In summary, user-based CF focuses on finding similar users, while item-based CF focuses on finding similar items. Item-based CF is often preferred in large-scale commercial systems due to its better scalability and performance characteristics.




#### 2. What is collaborative filtering, and how does it work?

#### **Collaborative Filtering (CF):** 
**Definition:** A type of recommender system that relies on the collective behavior of users rather than item attributes.

**Core Assumption:** “Users who agreed in the past will likely agree again in the future.”

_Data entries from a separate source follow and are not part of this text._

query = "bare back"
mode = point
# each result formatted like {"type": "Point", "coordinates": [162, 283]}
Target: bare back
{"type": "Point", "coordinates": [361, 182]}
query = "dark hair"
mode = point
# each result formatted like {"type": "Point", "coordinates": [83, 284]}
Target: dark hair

**Key Idea:** If two users have rated or interacted with items similarly, they are considered similar, and recommendations can be made based on this similarity


**How It Works**

**User-Item Matrix:**

- Construct a matrix where rows = users, columns = items, and values = ratings or implicit feedback (e.g., clicks, views).

- This matrix is usually sparse because most users interact with only a small fraction of items.

**Similarity Calculation:**

- Measure similarity between users (user-based CF) or between items (item-based CF).

- Common metrics: cosine similarity, Pearson correlation, or Jaccard index.

**Prediction:**

- Fill in missing entries in the matrix by predicting how a user would rate an unseen item.

- Example: If User A and User B both liked Naruto and Bleach, and User B also liked One Piece, then recommend One Piece to User A.

**Recommendation Generation:**

- Rank items by predicted scores.

- Recommend the top-N items to the user.

**Types of Collaborative Filtering:**
- **User-Based CF:** Finds similar users and recommends items they liked.

- **Item-Based CF:** Finds similar items to those the user liked and recommends them.

- **Model-Based CF:** Uses machine learning (e.g., matrix factorization, neural networks) to learn latent features and make predictions.